Details were still emerging late Thursday, but the Department of Homeland Security stated that the incident involved a Venezuelan illegal alien affiliated with the transnational Tren de Aragua prostitution ring. For the activists in Foley Square, who routinely cast illegal immigrants as a monolithic class of victims, such a suspect might well be dismissed as our sorta people, regardless of alleged criminal ties.
The moral confusion on display reflects a broader cultural decay in which violent rhetoric is excused or ignored when it comes from the left, yet relentlessly condemned when it appears on the right. As one timeless warning from Shakespeare puts it, These violent delights have violent ends, a line that has grown only more relevant as political passions increasingly spill over into threats and bloodshed.

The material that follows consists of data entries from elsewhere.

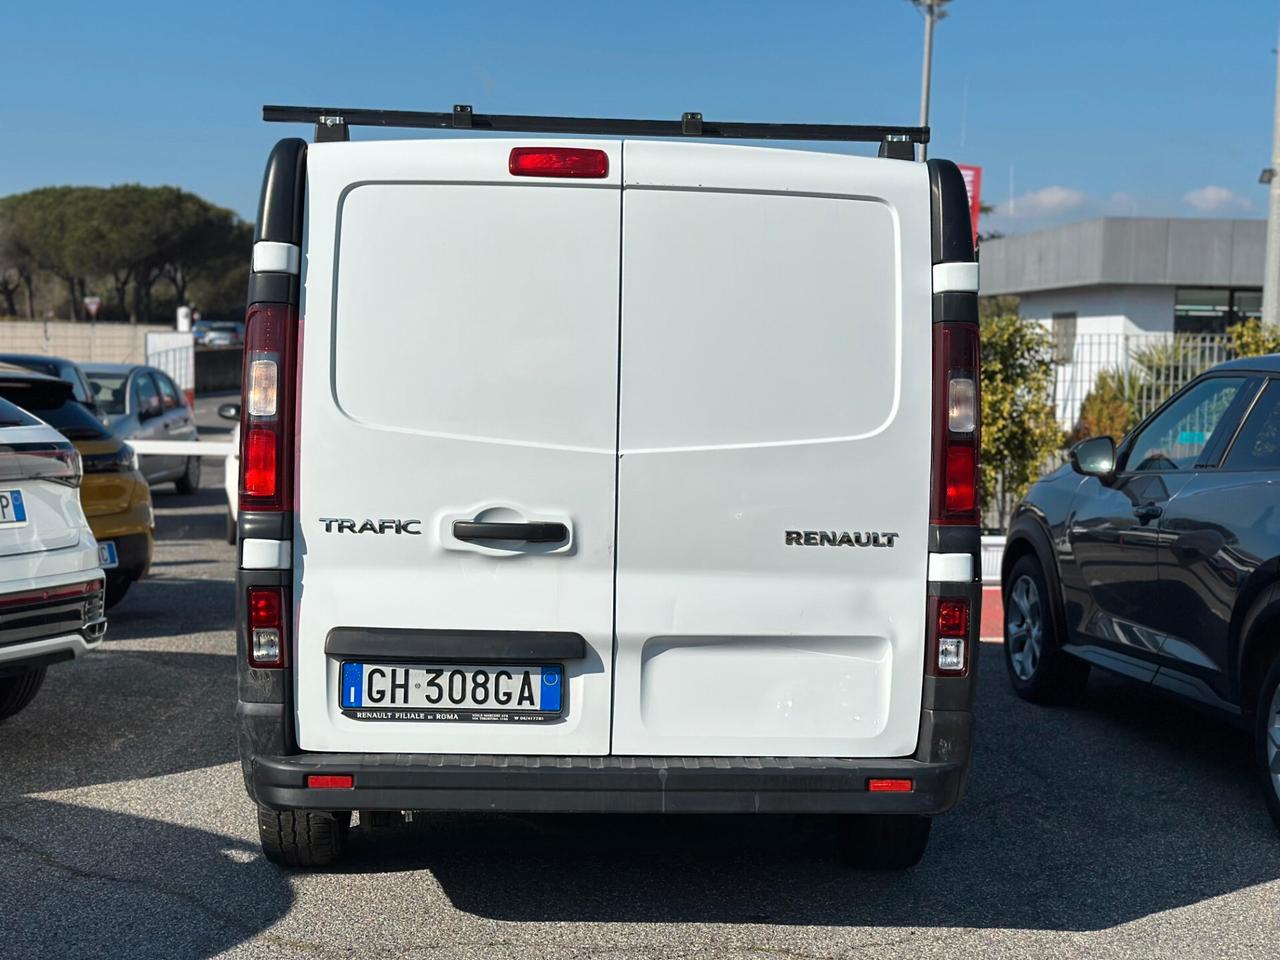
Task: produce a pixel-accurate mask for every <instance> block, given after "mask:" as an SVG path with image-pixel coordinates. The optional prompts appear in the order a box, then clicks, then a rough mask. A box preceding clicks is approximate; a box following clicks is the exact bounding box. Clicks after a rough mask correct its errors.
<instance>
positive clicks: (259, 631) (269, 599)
mask: <svg viewBox="0 0 1280 960" xmlns="http://www.w3.org/2000/svg"><path fill="white" fill-rule="evenodd" d="M246 603H247V605H248V662H250V666H252V667H283V666H284V588H282V586H251V588H250V589H248V596H247V598H246Z"/></svg>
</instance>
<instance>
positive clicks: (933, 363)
mask: <svg viewBox="0 0 1280 960" xmlns="http://www.w3.org/2000/svg"><path fill="white" fill-rule="evenodd" d="M978 362H979V361H978V325H977V324H972V323H940V324H934V325H933V493H932V503H931V507H929V522H931V524H943V525H977V524H978V436H979V428H980V422H979V421H980V410H982V407H980V397H979V393H978Z"/></svg>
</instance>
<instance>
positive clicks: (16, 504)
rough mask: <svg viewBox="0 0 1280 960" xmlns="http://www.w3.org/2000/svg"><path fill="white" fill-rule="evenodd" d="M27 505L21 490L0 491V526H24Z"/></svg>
mask: <svg viewBox="0 0 1280 960" xmlns="http://www.w3.org/2000/svg"><path fill="white" fill-rule="evenodd" d="M26 524H27V504H26V503H23V502H22V490H0V526H26Z"/></svg>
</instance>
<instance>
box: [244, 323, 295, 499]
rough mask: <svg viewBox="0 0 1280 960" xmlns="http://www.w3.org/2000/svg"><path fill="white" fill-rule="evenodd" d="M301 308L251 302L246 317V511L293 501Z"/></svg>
mask: <svg viewBox="0 0 1280 960" xmlns="http://www.w3.org/2000/svg"><path fill="white" fill-rule="evenodd" d="M297 330H298V315H297V308H296V307H293V306H289V305H285V303H253V305H252V306H251V307H250V308H248V315H247V316H246V317H244V410H243V421H242V422H241V492H239V508H241V509H242V511H262V512H280V511H285V509H288V508H289V504H291V493H292V490H291V480H292V466H293V383H294V372H296V370H294V353H296V349H297Z"/></svg>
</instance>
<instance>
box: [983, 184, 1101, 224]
mask: <svg viewBox="0 0 1280 960" xmlns="http://www.w3.org/2000/svg"><path fill="white" fill-rule="evenodd" d="M1087 200H1088V197H1087V196H1085V193H1084V191H1080V189H1071V188H1070V187H1056V186H1055V187H1044V188H1043V189H1033V191H1032V192H1030V193H1023V196H1020V197H1014V198H1012V200H1011V201H1009V204H1007V205H1006V206H1005V207H1004V209H1002V210H1001V212H1004V214H1009V215H1010V216H1018V218H1032V216H1057V215H1059V214H1065V212H1068V211H1069V210H1075V209H1078V207H1082V206H1084V204H1085V201H1087Z"/></svg>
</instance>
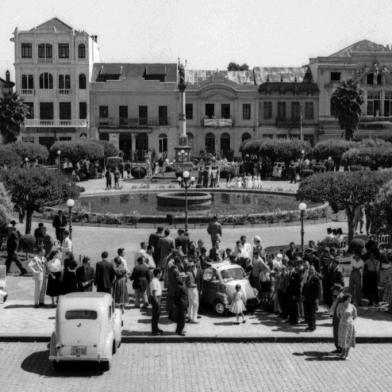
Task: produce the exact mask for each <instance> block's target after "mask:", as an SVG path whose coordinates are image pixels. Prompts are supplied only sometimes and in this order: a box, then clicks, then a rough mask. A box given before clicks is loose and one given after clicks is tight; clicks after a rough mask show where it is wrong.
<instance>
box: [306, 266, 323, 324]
mask: <svg viewBox="0 0 392 392" xmlns="http://www.w3.org/2000/svg"><path fill="white" fill-rule="evenodd" d="M319 293H320V280H319V278H318V276H317V273H316V269H315V268H314V265H311V266H309V271H308V276H307V279H306V280H305V282H304V284H303V287H302V295H303V297H304V301H303V304H304V315H305V320H306V322H307V323H308V327H307V328H306V329H305V331H310V332H312V331H314V330H315V329H316V310H317V307H318V301H319Z"/></svg>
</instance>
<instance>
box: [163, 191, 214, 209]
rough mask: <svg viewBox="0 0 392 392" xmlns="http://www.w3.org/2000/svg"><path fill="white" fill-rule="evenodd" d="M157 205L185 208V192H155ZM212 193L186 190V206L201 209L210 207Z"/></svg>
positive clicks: (191, 208)
mask: <svg viewBox="0 0 392 392" xmlns="http://www.w3.org/2000/svg"><path fill="white" fill-rule="evenodd" d="M157 202H158V206H159V207H166V208H175V209H177V208H178V209H181V208H185V192H162V193H158V194H157ZM211 203H212V195H211V194H210V193H207V192H188V208H189V209H190V210H203V209H207V208H210V207H211Z"/></svg>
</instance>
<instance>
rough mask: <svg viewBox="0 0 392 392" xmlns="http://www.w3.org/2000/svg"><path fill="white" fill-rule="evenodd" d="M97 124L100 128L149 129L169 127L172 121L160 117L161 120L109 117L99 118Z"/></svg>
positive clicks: (164, 117) (145, 118)
mask: <svg viewBox="0 0 392 392" xmlns="http://www.w3.org/2000/svg"><path fill="white" fill-rule="evenodd" d="M97 123H98V126H99V127H107V128H149V127H162V126H168V125H169V124H170V120H169V118H168V117H160V118H159V117H157V118H147V117H134V118H124V117H121V118H117V117H107V118H98V120H97Z"/></svg>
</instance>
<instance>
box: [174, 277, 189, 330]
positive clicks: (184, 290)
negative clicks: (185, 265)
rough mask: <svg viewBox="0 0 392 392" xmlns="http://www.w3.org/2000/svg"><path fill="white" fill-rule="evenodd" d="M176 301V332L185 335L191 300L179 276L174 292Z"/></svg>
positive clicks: (184, 286) (185, 288)
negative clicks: (185, 327)
mask: <svg viewBox="0 0 392 392" xmlns="http://www.w3.org/2000/svg"><path fill="white" fill-rule="evenodd" d="M174 303H175V305H176V308H177V328H176V334H177V335H180V336H185V331H184V326H185V317H186V312H187V309H188V306H189V302H188V293H187V289H186V286H185V284H184V282H183V281H182V279H181V277H178V278H177V285H176V289H175V293H174Z"/></svg>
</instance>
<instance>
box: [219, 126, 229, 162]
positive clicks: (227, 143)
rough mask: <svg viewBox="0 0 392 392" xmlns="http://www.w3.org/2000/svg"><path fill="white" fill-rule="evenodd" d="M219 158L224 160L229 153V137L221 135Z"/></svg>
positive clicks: (227, 135) (228, 136)
mask: <svg viewBox="0 0 392 392" xmlns="http://www.w3.org/2000/svg"><path fill="white" fill-rule="evenodd" d="M220 150H221V156H222V158H225V157H226V156H227V155H228V154H229V153H230V135H229V134H228V133H226V132H225V133H222V135H221V149H220Z"/></svg>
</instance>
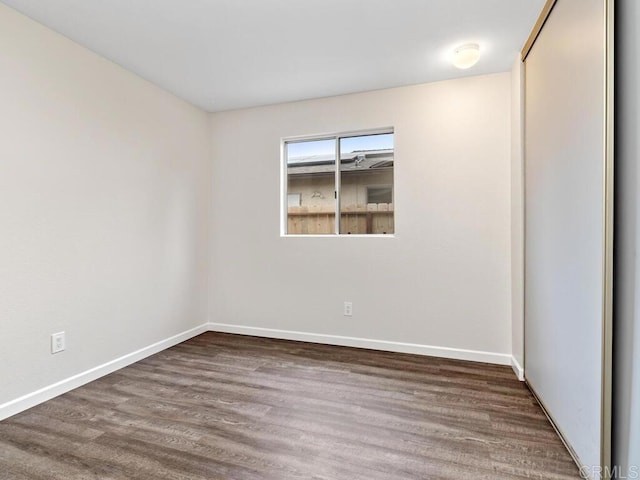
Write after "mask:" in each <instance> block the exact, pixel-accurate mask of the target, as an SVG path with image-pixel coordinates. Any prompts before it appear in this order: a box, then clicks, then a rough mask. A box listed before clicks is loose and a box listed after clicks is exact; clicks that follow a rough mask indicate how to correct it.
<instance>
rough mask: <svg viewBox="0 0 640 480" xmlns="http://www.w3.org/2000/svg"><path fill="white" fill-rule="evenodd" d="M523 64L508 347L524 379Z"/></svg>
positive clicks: (514, 144) (523, 96)
mask: <svg viewBox="0 0 640 480" xmlns="http://www.w3.org/2000/svg"><path fill="white" fill-rule="evenodd" d="M523 110H524V64H523V63H522V61H521V60H520V55H518V58H517V59H516V60H515V62H514V63H513V67H512V68H511V350H512V354H513V366H514V370H516V373H517V374H518V376H519V378H520V379H521V380H523V379H524V163H523V160H524V153H523V145H522V143H523V142H522V140H523V135H524V134H523V129H522V128H523V123H524V122H523V121H522V115H523Z"/></svg>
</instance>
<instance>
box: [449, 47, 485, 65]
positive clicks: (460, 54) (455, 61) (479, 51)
mask: <svg viewBox="0 0 640 480" xmlns="http://www.w3.org/2000/svg"><path fill="white" fill-rule="evenodd" d="M479 59H480V45H478V44H477V43H466V44H464V45H460V46H459V47H458V48H456V49H455V50H454V52H453V65H454V66H455V67H457V68H461V69H463V70H464V69H466V68H471V67H473V66H474V65H475V64H476V63H477V62H478V60H479Z"/></svg>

Those violent delights have claimed far more lives than the doomed lovers of Romeo and Juliet, and they may have shaped the mindset that led Good to challenge armed federal agents with her vehicle. She apparently died while attempting to harm officers, yet she did so in a political environment where her own governor had, on that very day, reportedly declared war on ICE, sending a dangerous signal that federal law enforcement is an enemy to be resisted rather than a lawful authority to be respected.
Now, once again, DHS agents find themselves targeted as radical activists in New York gleefully chant Save a life / Kill an ICE! and fantasize about the hanging of Kristi Noem. This is unfolding less than a year after Charlie Kirk was murdered and less than two years since Donald Trump was shot, grim reminders that political violence in America is not an abstraction but a deadly reality.
Some of the people shouting these slogans surely remember those events, which makes their rhetoric all the more chilling. When a movement that claims to stand for justice and human rights embraces language that openly calls for killing its opponents, it forfeits any moral high ground it pretends to occupy.
If New Yorks progressive establishment will not police its own extremists, then public exposure becomes the only remaining tool. Name-and-shame tactics are far from ideal, but experience suggests that confronting these hateful, incitement-drunk fools with the consequences of their words is the only way to force a reckoning with the violent fantasies they are so eager to normalize.